Among the lesser known songs recorded by the Beatles in the spring or summer of 1960, they did a "jazz standard" called "I Will Always Be in Love with You". According to one source I found, it was first done by somebody named Morton Downey in the late '20s, but it's been speculated that the Beatles learned it from the version by Fats Domino.
This song is an example of The Beatles performing songs that predate the rock 'n' roll era, which are mostly pop tunes on the jazzy side, and reflect the influence of the music their parents knew.
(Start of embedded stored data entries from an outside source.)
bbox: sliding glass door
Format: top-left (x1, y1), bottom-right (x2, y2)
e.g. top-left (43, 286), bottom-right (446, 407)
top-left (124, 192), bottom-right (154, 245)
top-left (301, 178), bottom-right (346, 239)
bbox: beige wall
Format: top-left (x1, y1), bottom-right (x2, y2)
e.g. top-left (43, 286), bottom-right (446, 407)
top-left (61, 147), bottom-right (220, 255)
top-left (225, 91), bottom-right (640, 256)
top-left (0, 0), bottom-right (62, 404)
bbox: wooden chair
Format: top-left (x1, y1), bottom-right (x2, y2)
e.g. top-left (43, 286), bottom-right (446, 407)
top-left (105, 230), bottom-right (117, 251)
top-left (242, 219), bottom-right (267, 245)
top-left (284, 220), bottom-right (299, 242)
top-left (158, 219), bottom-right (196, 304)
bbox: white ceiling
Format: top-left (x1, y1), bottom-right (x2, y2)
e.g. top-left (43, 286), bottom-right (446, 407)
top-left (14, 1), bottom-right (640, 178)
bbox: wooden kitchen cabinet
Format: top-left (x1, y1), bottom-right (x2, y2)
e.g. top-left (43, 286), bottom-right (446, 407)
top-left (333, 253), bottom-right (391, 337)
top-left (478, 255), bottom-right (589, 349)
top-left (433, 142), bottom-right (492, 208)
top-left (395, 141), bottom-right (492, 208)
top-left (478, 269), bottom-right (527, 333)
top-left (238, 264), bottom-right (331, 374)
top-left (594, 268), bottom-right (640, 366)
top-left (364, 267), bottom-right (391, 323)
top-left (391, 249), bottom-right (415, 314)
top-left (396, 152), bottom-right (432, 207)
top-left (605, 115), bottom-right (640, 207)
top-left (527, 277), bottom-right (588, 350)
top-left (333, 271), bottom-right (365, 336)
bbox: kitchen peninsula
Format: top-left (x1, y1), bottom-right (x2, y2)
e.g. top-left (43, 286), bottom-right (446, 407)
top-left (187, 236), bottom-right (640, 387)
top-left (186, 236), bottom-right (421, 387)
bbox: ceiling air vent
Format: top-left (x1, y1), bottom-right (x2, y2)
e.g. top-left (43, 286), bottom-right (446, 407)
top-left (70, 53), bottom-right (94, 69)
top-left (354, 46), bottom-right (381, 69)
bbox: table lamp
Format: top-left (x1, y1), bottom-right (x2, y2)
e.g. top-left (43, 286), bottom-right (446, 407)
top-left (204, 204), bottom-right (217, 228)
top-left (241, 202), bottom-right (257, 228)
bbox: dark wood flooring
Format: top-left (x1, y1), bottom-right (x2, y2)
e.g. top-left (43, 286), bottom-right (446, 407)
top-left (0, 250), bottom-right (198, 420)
In particular, there's some possibility that Paul's father, who performed in a jazz band, taught him the song- or it could very well have been John's mother, who knew some chords on the banjo.
From the sounds of it, John was trying to imitate Elvis.
Unfortunately, for the life of me, I cannot find any recorded version available to listen to that predates the Beatles version anywhere, so I guess if you wanna hear it, you'll have to buy some Fats Domino collection... which makes me dubious about it being called a "standard". I managed to hear at least a sample of it on Allmusic's entry for Bear Family's Out of New Orleans, which I recommend for completists like me. I'm not so sure if the Beatles were trying to copy it, what with the Elvis stutter, but I don't see why they couldn't have learned it from his version...
Of course, if you're desperate, there are a couple covers on YouTube made after 1960.